Why not? It might provide me with the very opportunity I was seeking.

“Great,” I said. “I’ll enjoy that.”

I went back down the stairs with too much enthusiasm, and missed the doorway through to the house. Raimund grabbed my arm.

“Hey, come back. There’s no way out down there, the door at the bottom was blocked up years ago.”

“These little rooms on each level—what are they for?” I asked. “Were they dungeons or something in the old days?”

He grinned. “Let us have a look and see if we can find any skeletons. If you don’t mind the cobwebs, that is.”

“Thanks, I’d rather remain in blissful ignorance.”

Ten minutes later, having fetched my coat from my room and explained to Sigrid, I joined Raimund in the courtyard where he had his white Mercedes waiting. He drove to the silk mill first, pulling up in one of the marked-out parking bays.

“I have to fetch some samples,” he told me, “but I will only be a few minutes. Will you come in with me, or wait in the car?”

“I’ll stroll around, I think. That curious little building over there looks interesting.”

“It houses the old water wheel that used to power the mill in the days before electricity,” he explained, and walked off in the direction of the showroom.

Out here the roar of the mill’s machinery was no more than a steady hum and from the row of pollarded lime trees that marked the boundary I could hear birds singing. The yard was attractively laid out. Three fan-trained blossom trees spread their laden pink boughs against a pristine white wall, and beneath the windows of the mill were beds of tulips, strictly segregated according to colour—flame red, bright yellow, and maroon. I sighed. Everything connected with the Kreuders was so neat and tidy and in proper order ... except for the memories that my father had left behind. It was as if my unexpected arrival had inflamed the wound inflicted by his death.

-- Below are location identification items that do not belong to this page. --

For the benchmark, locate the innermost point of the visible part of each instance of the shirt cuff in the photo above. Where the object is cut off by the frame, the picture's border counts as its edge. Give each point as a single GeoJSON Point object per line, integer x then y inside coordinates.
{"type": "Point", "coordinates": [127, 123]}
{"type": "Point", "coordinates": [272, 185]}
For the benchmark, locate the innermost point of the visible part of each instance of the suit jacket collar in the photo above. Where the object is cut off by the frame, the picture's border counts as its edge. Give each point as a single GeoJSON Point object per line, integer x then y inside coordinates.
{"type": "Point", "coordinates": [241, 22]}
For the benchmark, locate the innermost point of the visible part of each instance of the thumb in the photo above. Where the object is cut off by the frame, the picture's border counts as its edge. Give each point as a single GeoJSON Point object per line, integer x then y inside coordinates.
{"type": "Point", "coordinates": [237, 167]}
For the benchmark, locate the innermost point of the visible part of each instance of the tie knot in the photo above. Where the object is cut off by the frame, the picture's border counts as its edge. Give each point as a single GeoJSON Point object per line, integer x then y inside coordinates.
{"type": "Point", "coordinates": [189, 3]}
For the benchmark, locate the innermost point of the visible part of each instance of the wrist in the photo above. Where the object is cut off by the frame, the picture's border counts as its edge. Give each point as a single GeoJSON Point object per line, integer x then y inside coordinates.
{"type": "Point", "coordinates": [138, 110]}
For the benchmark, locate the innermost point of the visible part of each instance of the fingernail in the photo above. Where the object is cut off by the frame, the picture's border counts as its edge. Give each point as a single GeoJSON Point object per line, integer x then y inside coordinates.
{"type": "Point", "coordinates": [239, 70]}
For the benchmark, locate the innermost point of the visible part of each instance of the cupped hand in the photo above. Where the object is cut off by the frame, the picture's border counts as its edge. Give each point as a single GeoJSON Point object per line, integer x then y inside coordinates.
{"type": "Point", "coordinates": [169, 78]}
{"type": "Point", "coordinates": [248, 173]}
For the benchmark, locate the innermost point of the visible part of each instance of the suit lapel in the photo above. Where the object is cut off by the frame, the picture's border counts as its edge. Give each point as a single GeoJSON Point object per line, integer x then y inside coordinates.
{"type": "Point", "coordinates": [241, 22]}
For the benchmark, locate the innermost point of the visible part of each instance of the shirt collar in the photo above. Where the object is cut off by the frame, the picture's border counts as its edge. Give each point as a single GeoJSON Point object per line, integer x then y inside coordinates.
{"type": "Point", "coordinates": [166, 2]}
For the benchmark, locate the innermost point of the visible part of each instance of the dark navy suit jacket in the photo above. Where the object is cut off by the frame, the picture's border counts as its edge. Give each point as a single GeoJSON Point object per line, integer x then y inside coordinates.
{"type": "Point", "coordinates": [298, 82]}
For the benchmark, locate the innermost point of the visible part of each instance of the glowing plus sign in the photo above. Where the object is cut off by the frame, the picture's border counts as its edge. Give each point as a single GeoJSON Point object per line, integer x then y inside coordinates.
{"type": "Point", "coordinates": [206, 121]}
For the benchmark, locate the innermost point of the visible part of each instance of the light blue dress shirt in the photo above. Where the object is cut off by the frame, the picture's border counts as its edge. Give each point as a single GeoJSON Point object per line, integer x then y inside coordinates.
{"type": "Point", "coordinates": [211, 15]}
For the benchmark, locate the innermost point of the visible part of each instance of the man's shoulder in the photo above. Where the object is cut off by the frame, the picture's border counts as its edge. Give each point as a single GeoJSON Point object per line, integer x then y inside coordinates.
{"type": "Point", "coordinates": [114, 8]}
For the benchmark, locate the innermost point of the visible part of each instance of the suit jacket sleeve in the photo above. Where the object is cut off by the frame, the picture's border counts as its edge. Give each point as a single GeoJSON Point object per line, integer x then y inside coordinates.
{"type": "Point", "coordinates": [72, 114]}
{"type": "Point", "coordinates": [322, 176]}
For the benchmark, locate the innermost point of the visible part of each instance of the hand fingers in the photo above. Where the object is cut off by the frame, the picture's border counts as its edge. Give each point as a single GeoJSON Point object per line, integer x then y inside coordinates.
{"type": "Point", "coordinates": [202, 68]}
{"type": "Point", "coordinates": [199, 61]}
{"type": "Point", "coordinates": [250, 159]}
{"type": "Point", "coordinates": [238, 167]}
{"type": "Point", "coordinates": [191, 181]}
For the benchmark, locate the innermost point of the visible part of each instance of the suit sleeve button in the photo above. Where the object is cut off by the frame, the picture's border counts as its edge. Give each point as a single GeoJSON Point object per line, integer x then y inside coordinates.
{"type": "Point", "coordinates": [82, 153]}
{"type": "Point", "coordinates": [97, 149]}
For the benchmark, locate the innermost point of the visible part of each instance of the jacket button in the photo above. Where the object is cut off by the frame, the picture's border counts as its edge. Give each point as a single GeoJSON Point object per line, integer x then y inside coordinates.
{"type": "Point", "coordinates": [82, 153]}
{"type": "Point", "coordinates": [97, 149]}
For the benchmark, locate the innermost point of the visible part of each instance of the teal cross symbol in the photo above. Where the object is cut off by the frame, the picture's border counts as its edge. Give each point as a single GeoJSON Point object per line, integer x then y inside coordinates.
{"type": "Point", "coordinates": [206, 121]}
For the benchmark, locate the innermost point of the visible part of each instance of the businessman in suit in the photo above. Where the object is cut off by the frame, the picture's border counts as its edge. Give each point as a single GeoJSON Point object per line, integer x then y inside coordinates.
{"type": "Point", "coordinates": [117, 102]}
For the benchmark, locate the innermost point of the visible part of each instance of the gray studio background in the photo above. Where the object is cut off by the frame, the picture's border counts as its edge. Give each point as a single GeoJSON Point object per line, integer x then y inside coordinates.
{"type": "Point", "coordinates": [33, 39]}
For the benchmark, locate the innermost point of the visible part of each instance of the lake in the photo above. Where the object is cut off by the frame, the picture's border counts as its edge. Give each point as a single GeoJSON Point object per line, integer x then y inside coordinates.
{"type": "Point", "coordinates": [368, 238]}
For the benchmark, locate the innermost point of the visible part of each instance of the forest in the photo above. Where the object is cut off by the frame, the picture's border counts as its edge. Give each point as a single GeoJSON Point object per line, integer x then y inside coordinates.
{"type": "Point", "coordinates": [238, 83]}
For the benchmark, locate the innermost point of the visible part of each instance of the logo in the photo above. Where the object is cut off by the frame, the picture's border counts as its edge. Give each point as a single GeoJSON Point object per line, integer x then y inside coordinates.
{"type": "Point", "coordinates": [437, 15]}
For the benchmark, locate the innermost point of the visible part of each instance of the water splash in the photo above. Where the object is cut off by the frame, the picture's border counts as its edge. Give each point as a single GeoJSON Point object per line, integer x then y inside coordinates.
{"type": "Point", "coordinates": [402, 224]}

I walked across to the old wheelhouse and peered inside. Its derelict state was almost welcome after so much meticulousness. The great cast-iron axle was eaten away with the rust of decades and the radial arms were green with watery slime.

Another car had drawn into the yard and parked on the far side. Behind me I heard footsteps, which stopped abruptly. Then a voice, an instantly remembered voice, called out, “It
is
you, isn’t it?”

I spun around in confusion and found myself facing the man I’d met in Zurich. Anton Kreuder, as I knew now.

“Well hello,” he said, “what an astonishing coincidence.”

He was smiling as he came towards me, and I felt a quick bubble of excitement. But I also felt absurdly nervous, very much on the defensive.

“You’re rather off the usual tourist track here,” he went on. “Or does your ‘sort of’ holiday include a special interest in the textile trade?”

“Not really. I’m just waiting for Raimund.”

“My brother?” His smile faded at once. “Does that mean you knew Raimund before you came here? Or have you just met?”

“We’ve just met—the day I arrived. Isn’t it quite extraordinary, after you helped me like that in Zurich?”

“Incredible,” he said.

“I was amazed when I saw your photograph,” I rushed on, “because of course I recognised you at once.”

“My photograph? Are you saying that Raimund carries a photograph of me around with him?”

“I meant at the Schloss. Your stepmother showed it to me. Or rather, I happened to see one lying about.”

He was looking even more puzzled. “You know my stepmother, also?”

“Yes, I’m staying at the Schloss. Frau Kreuder kindly invited me to stay there, rather than find a guesthouse.” I hesitated a moment. “From what she said, I gathered that you weren’t expected home so soon.”

The grey eyes flickered. “Something arose and I had to change my plans. I have driven straight here from the airport.” His manner became terse as he continued, “I’m afraid I shall be keeping Raimund for some time, so perhaps you would prefer to return to the Schloss. I could arrange for someone to drive you.”

“Thanks, but it’s not very far. I’ll enjoy the walk.”

“As you please. Well ... we will be meeting again later. By the way, you did not tell me your name.”

“It’s Gail,” I said. Then, wondering how he was going to take it, I added, “Gail Sherbrooke.”